Metrics for the Human Proteome Project 2013-2014 and strategies for finding missing proteins.

Lane L, Bairoch A, Beavis RC, Deutsch EW, Gaudet P, Lundberg E, Omenn GS

J. Proteome Res. 13 (1) 15-20 [2014-01-03; online 2013-12-25]

One year ago the Human Proteome Project (HPP) leadership designated the baseline metrics for the Human Proteome Project to be based on neXtProt with a total of 13,664 proteins validated at protein evidence level 1 (PE1) by mass spectrometry, antibody-capture, Edman sequencing, or 3D structures. Corresponding chromosome-specific data were provided from PeptideAtlas, GPMdb, and Human Protein Atlas.

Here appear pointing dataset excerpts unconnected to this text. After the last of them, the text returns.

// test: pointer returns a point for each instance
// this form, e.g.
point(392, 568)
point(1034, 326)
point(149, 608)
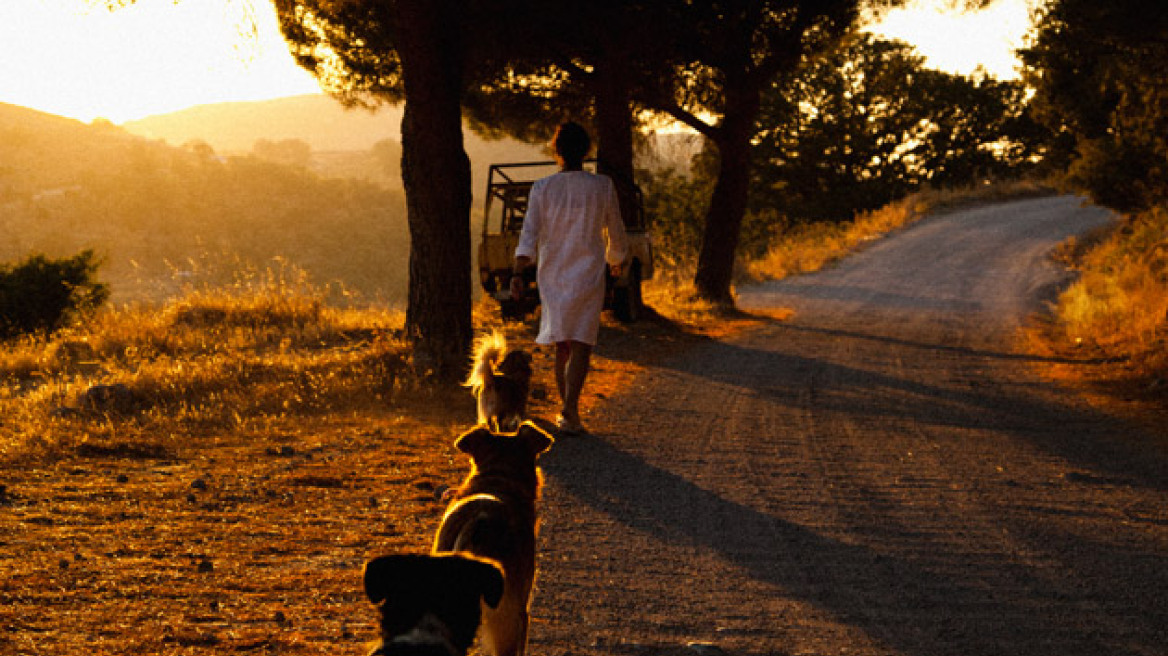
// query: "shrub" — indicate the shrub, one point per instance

This year, the neXtProt total is 15,646 and the other resources, which are inputs to neXtProt, have high-quality identifications and additional annotations for 14,012 in PeptideAtlas, 14,869 in GPMdb, and 10,976 in HPA. We propose to remove 638 genes from the denominator that are "uncertain" or "dubious" in Ensembl, UniProt/SwissProt, and neXtProt. That leaves 3844 "missing proteins", currently having no or inadequate documentation, to be found from a new denominator of 19,490 protein-coding genes. We present those tabulations and web links and discuss current strategies to find the missing proteins.